20. The controversy had narrowed down to the consideration of the two reports regarding the specimen of blood taken from the body of the appellant at two different times for finding out the concentration of alcohol. It was observed that mere evidence that the person charged with consuming or using an intoxicant or was in a state of intoxication would not be sufficient to bring home the charge Under Section 66(1)(b) of the Bombay Prohibition Act. After considering the various aspects of the matter the Supreme Court passed the following operative order :--

We accordingly set aside the order passed by the trial Magistrate and direct that the Sessions Judge do hear the appeal and dispose of it according to law after giving an opportunity to the prosecution to lead evidence on the matters which are indicated in the course of this judgment. The additional evidence may be taken by the Sessions Judge himself or may be ordered to be recorded in the trial Court. The accused shall be examined Under Section 342 of the Code of Criminal Procedure and be given an opportunity to lead evidence in rebuttal, if he so desired. The Sessions Judge may require the presence of the Chemical Examiner for examination before him or before the Magistrate, if he thinks that examination viva voce of the Chemical Examiner is necessary to do complete justice in the .

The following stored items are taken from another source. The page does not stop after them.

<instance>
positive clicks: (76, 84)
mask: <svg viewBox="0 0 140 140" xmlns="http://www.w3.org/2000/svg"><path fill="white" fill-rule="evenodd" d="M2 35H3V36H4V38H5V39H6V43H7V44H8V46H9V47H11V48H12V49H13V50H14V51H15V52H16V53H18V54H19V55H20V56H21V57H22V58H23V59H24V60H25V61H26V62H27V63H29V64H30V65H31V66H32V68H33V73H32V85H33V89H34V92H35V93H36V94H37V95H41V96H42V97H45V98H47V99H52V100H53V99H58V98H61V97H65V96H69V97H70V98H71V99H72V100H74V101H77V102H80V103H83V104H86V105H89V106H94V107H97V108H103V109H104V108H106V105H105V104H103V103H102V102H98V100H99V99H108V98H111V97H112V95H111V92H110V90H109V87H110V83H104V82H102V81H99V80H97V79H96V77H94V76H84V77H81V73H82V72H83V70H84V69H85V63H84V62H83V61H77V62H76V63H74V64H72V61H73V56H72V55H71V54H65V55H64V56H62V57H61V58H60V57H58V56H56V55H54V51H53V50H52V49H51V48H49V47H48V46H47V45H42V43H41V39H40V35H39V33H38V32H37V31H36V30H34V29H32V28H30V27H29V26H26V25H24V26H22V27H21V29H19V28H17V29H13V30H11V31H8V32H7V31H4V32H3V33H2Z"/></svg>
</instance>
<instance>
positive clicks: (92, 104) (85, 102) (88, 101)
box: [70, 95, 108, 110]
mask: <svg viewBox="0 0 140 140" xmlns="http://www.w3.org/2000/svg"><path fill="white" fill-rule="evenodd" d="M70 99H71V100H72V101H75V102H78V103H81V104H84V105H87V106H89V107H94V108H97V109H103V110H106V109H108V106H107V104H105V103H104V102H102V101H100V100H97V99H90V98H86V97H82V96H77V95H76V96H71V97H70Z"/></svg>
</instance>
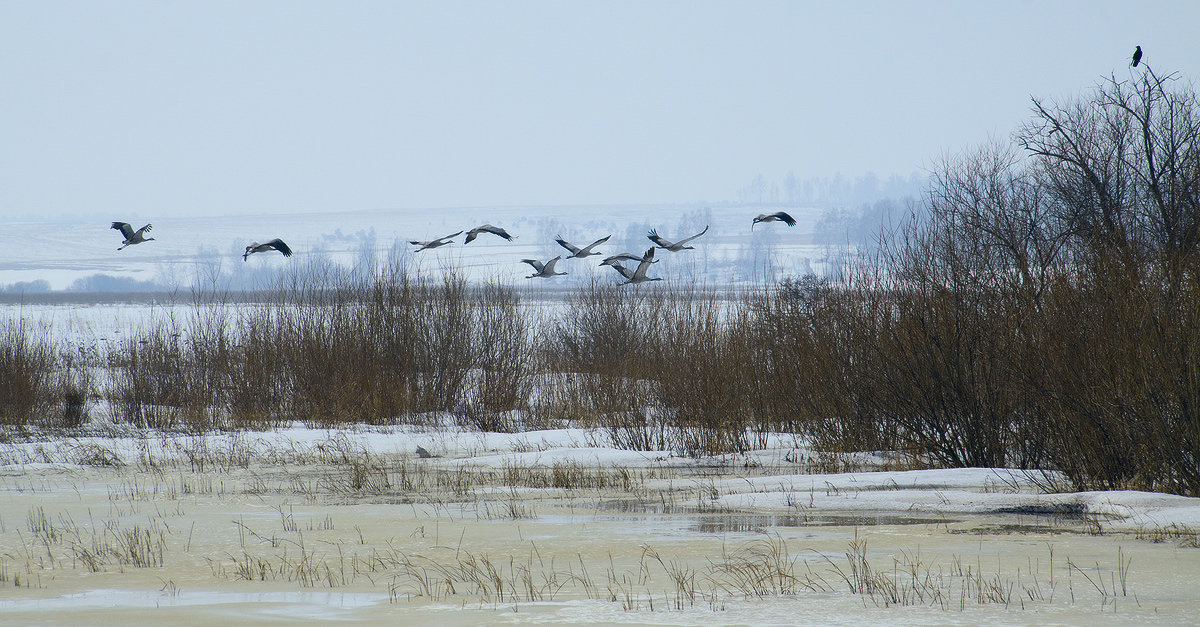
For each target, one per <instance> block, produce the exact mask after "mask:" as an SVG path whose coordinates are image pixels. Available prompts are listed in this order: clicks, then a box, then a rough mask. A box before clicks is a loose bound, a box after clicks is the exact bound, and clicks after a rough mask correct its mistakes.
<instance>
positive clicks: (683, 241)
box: [652, 226, 708, 250]
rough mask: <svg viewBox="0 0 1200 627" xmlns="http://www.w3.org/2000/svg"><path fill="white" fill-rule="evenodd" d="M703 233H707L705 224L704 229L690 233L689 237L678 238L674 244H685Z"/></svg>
mask: <svg viewBox="0 0 1200 627" xmlns="http://www.w3.org/2000/svg"><path fill="white" fill-rule="evenodd" d="M704 233H708V227H707V226H706V227H704V229H703V231H701V232H700V233H696V234H695V235H692V237H690V238H686V239H680V240H679V241H677V243H676V245H683V244H686V243H689V241H691V240H694V239H696V238H698V237H700V235H703V234H704ZM652 250H653V249H652Z"/></svg>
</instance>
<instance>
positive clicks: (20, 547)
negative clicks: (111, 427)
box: [0, 424, 1200, 625]
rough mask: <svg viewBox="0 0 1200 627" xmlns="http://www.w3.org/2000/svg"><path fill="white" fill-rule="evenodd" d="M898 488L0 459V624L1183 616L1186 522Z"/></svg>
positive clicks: (427, 459) (165, 437)
mask: <svg viewBox="0 0 1200 627" xmlns="http://www.w3.org/2000/svg"><path fill="white" fill-rule="evenodd" d="M419 447H420V448H419ZM419 450H420V452H421V454H418V452H419ZM894 466H895V460H893V459H889V456H888V455H866V454H863V455H856V456H842V458H833V456H829V455H821V454H816V453H812V452H811V450H809V449H806V448H805V447H804V446H803V443H802V442H797V441H796V440H794V438H792V437H790V436H787V437H784V436H780V437H773V438H770V441H769V446H768V448H766V449H762V450H755V452H750V453H746V454H744V455H728V456H721V458H702V459H688V458H678V456H674V455H672V454H671V453H670V452H630V450H618V449H614V448H612V447H610V446H607V437H606V436H605V434H602V432H596V431H589V430H578V429H568V430H554V431H536V432H524V434H481V432H468V431H460V430H456V429H452V428H443V429H432V430H413V429H408V428H403V429H402V428H391V429H389V428H370V429H368V428H364V429H359V430H338V431H329V430H314V429H306V428H304V426H301V425H299V424H296V425H293V428H290V429H281V430H276V431H270V432H240V434H215V435H205V436H178V435H176V436H162V435H155V434H150V432H126V434H119V432H115V431H114V432H108V434H103V435H94V436H86V437H73V438H55V440H44V441H43V440H37V438H29V440H26V441H20V442H8V443H4V444H0V590H4V592H0V615H4V616H5V622H6V623H13V625H18V623H20V625H25V623H37V622H54V623H77V625H84V623H89V625H94V623H97V622H106V623H108V622H114V621H121V620H137V621H139V622H145V621H152V622H156V623H196V622H206V621H211V620H226V621H234V622H236V623H268V622H277V621H294V620H305V621H323V620H368V621H374V622H406V623H443V625H479V623H492V625H496V623H528V625H538V623H558V625H563V623H565V625H750V623H754V625H862V623H892V625H919V623H938V625H949V623H989V625H1027V623H1034V622H1036V623H1058V625H1084V623H1093V622H1094V621H1097V620H1100V621H1104V622H1106V623H1141V622H1162V623H1164V625H1178V623H1190V622H1194V621H1195V616H1196V615H1198V614H1196V613H1198V611H1200V595H1196V592H1195V581H1196V579H1198V578H1200V548H1198V547H1196V544H1198V538H1196V531H1195V530H1198V529H1200V500H1195V498H1184V497H1177V496H1169V495H1156V494H1145V492H1075V494H1058V492H1054V491H1050V490H1052V489H1054V484H1055V478H1054V477H1052V476H1042V474H1032V473H1024V472H1020V471H1010V470H992V468H965V470H896V468H895V467H894Z"/></svg>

Subject to the above modification, the appeal is dismissed.

21. This case is clearly distinguishable as the accused who had been convicted of an offence under the Bombay Prohibition Act had not actually been charged by the trial Court for that offence. The accused had, thereforee, no opportunity to meet the new charge. The case was accordingly sent back for taking additional evidence etc. There is no such situation in the present case as no illegality has been pointed out which had occurred up to the stage of passing of the conviction or giving a finding of guilt. The illegality in the procedure occurred after this stage when the mandatory provisions of Sub-section (2) of Section 248 for affording an opportunity of being heard on the question of sentence was not granted. Thus the Supreme Court case relied on by the learned Counsel for the petitioner has no application to the facts of the present case and the observations relied on by the learned Counsel for the petitioner were in a different context.

22. In my considered view re-trial here means re-trial from the stage the illegality had been committed and not from the stage the trial had started. Here re-trial has a restricted meaning and cannot be enlarged as contended on behalf of the petitioner.

23. Further, there is hardly any need to go into the scope of Clause (e) of Section 386 of the Code of Criminal Procedure, 1973 for passing any consequential or incidental order that may be just or proper while hearing an appeal Under Section 386 of the Code, nor the question of invoking the inherent powers Under Section 482 of the Code of Criminal Procedure arises. Such powers can be exercised when there is no provision in the Act and an illegal order has to be rectified.

24. In the result, I accept this revision petition to the extent that the part of the order pertaining to the sentence is set aside and the case is sent back to the trial Court for re-trial from the stage the illegality, as pointed out above, had been committed,

25. The parties are directed to appear before the trial Court on 24-3-1977.